Menurutnya, manusia adalah makhluk yang memiliki kebebasan dalam memilih dan menentukan perbuatannya. Manusia dengan akalnya mempertimbangkan akibat perbuatan yang akan dilakukan, kemudian dia mengambil keputusan dengan kemauannya sendiri dan selanjutnya mewujudkan perbuatan itu dengan daya yang ada pada dirinya. Jelas bahwa bagi Muhammad Abduh, manusia secara alami mempunyai kebebasandalam menentukan kemauan dan perbuatan. Manusia tidak berbuat sesuatu kecuali setelah dia mempertimbangkan akibat-akibatnya dan atas pertimbangan inilah dia mengambil keputusan melaksanakan atau tidak melaksanakan perbuatan yang dimaksud.

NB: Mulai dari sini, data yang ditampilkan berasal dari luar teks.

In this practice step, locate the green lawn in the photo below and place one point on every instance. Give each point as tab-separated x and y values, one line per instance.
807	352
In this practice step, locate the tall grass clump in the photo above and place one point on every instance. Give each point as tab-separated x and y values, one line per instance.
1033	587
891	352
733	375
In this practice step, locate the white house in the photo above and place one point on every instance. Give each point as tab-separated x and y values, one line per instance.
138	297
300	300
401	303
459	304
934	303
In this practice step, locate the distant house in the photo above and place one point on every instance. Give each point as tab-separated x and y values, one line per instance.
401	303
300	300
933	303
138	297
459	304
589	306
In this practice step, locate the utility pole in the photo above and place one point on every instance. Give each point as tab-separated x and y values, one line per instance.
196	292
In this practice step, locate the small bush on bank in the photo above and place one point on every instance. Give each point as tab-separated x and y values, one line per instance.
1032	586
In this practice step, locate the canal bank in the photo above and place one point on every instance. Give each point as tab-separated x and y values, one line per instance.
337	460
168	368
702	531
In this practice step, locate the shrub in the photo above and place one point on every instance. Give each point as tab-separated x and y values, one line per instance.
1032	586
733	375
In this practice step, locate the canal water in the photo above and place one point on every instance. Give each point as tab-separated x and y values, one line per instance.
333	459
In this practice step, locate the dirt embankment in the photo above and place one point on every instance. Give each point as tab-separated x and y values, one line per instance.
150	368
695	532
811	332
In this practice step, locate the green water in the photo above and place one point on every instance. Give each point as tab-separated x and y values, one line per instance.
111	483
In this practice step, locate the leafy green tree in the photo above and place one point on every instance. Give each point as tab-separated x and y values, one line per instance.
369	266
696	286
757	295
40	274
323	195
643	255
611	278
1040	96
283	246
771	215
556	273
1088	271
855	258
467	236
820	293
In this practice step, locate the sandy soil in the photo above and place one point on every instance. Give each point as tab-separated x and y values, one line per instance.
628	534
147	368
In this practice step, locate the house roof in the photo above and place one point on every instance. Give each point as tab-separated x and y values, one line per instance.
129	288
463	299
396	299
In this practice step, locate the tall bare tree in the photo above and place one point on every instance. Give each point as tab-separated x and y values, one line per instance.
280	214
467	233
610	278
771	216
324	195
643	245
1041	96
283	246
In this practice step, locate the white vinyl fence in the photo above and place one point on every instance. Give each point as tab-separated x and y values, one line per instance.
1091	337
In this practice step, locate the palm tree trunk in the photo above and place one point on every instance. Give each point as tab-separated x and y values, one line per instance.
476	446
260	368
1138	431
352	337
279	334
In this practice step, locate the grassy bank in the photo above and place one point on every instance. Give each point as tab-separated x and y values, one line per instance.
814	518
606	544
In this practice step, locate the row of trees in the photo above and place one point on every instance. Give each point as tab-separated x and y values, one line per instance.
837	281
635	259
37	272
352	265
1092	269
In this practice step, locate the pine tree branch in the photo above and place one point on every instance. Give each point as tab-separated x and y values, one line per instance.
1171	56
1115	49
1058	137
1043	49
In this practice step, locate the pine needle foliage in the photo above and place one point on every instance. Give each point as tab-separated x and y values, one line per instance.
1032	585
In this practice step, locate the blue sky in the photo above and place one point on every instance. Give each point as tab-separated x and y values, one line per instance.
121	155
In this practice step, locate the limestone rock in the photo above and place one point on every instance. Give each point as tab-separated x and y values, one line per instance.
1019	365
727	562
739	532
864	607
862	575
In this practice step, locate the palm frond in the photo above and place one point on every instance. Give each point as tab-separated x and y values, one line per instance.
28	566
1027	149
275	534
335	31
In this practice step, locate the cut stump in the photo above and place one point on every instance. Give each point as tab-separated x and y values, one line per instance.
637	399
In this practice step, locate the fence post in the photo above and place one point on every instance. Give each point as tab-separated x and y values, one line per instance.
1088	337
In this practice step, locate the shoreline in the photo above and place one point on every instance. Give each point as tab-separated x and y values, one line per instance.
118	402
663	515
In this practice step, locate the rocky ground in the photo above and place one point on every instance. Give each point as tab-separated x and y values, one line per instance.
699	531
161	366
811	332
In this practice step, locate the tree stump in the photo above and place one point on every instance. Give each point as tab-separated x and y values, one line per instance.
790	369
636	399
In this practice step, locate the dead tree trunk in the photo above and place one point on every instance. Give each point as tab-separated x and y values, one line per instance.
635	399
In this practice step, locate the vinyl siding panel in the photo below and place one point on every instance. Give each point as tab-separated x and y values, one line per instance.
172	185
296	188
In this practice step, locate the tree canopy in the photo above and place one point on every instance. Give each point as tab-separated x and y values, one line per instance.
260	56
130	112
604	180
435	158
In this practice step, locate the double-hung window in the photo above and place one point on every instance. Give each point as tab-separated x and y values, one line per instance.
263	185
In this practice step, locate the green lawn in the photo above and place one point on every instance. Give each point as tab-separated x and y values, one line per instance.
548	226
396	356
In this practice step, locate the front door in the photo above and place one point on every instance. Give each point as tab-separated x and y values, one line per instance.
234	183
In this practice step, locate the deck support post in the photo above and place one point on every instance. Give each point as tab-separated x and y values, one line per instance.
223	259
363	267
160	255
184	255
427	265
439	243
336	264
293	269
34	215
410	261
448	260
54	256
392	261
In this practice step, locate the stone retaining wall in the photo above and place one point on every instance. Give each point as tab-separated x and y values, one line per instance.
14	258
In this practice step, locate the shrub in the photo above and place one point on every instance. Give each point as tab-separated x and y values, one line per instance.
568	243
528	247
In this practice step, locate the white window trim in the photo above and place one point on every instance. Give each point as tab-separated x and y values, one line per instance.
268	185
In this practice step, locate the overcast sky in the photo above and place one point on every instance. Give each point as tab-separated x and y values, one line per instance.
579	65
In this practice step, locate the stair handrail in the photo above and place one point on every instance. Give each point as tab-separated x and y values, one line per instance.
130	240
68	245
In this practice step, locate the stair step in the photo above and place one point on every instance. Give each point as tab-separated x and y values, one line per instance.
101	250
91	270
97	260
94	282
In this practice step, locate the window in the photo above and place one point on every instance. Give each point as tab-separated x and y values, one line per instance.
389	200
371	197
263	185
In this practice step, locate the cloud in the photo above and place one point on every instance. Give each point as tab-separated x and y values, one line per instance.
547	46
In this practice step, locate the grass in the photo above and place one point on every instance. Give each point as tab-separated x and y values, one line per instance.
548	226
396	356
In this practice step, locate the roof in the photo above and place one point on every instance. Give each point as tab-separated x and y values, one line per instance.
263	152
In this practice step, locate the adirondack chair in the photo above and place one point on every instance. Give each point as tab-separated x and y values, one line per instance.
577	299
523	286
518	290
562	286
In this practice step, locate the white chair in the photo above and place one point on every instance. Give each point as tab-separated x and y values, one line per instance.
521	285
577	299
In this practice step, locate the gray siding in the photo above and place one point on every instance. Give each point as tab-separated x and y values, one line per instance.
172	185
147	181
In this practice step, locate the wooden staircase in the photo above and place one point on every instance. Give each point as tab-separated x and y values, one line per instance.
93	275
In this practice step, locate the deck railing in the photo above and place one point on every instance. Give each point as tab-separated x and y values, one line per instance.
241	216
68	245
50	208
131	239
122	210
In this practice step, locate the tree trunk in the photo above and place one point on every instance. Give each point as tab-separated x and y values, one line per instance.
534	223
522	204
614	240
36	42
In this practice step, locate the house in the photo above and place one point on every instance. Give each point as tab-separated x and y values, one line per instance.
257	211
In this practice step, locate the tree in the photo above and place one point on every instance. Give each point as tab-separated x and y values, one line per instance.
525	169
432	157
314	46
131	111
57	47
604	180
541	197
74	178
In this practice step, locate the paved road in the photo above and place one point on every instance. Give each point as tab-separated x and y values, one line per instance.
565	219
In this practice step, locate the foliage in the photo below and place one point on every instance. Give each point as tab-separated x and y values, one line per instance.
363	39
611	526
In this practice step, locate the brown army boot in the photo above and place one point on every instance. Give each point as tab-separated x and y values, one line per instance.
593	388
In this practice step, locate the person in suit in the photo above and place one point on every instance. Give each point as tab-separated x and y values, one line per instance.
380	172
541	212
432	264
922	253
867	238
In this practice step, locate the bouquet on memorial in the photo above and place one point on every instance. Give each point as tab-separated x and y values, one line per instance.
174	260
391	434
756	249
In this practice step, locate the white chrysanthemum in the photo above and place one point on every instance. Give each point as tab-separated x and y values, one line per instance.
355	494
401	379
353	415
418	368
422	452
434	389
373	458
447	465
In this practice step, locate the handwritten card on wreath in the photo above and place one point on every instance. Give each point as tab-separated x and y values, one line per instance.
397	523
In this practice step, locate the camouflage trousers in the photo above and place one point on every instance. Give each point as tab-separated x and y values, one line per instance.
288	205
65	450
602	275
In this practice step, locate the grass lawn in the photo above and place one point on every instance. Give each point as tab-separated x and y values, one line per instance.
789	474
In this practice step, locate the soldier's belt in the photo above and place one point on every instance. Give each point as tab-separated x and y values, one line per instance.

Namun, manusia tidak mempunyai kebebasan tanpa batas atau kebebasan absolut. Abduh membatasi kebebasan manusia dengan memberikan contoh yang tergambar dalam peristiwa-peristiwa alamiah, seperti angin badai, kebakaran dan peristiwa-peristiwa lain yang tak terduga. Artinya, kebebasan manusia mempunyai batas-batasnya, terutama sekali karena di atas manusia masih ada kekuasaan Tuhan. Kekuasaan Tuhan yang membatasi kemauan dan kebebasan manusia itu terjadi melalui hukum ciptaan Tuhan. Tuhan menjadikan segala wujud di alam ini di bawah hukum alam, dalam suatu sistem hukum sebab akibat yang ditetapkan-Nya. Atas dasar itu, kiranya dapat dikatakan bahwa terjadinya peristiwa-peristiwa yang mengakibatkan kerugian pada manusia sebenarnya disebabkan oleh ketidak mampuan manusia sendiri dalam menguasai dan mengantisipasi hukum alam yang berintikan hukum sebab akibat itu. [26]


METODE PEMBAHARUANNYA

D
alam melakukan perbaikan Muhammad Abduh memandang bahwa suatu perbaikan tidaklah selamanya datang melalui revolusi atau cara serupa. Seperti halnya perubahan sesuatu secara cepat dan drastis. Akan tetapi juga dilakukan melalui perbaikan metode pemikiran pada umat islam. Melaui pendidikan, pembelajaran,dan perbaikan akhlaq. Juga dengan pembentukan masyarakat yang berbudaya dan berfikir yang bisa melakukan pembaharuan dalam agamanya. Sehingga dengannya akan tercipta rasa aman dan keteguhan dalam menjalankan agama islam. Muhammad Abduh menilai bahwa cara ini akan membutuhkan waktu lebih panjang dan lebih rumit. Akan tetapi memberikan dampak perbaikan yang lebih besar dibanding melalui politik dan perubahan secara besar-besaran dalam mewujudkan suatu kebangkitan dan kemajuan. Sebagaimana telah didefinisikan bahwa pembaharuan (tajdid) adalah kebangkitan dan penghidupan kembali dalam bidang keilmuan Islam dan aplikasi sebagaimana pada zaman Rasullullah dan para sahabat. Yang selama ini sempat hilang, terlupakan, bahkan terhapus dari tubuh umat Islam. [27]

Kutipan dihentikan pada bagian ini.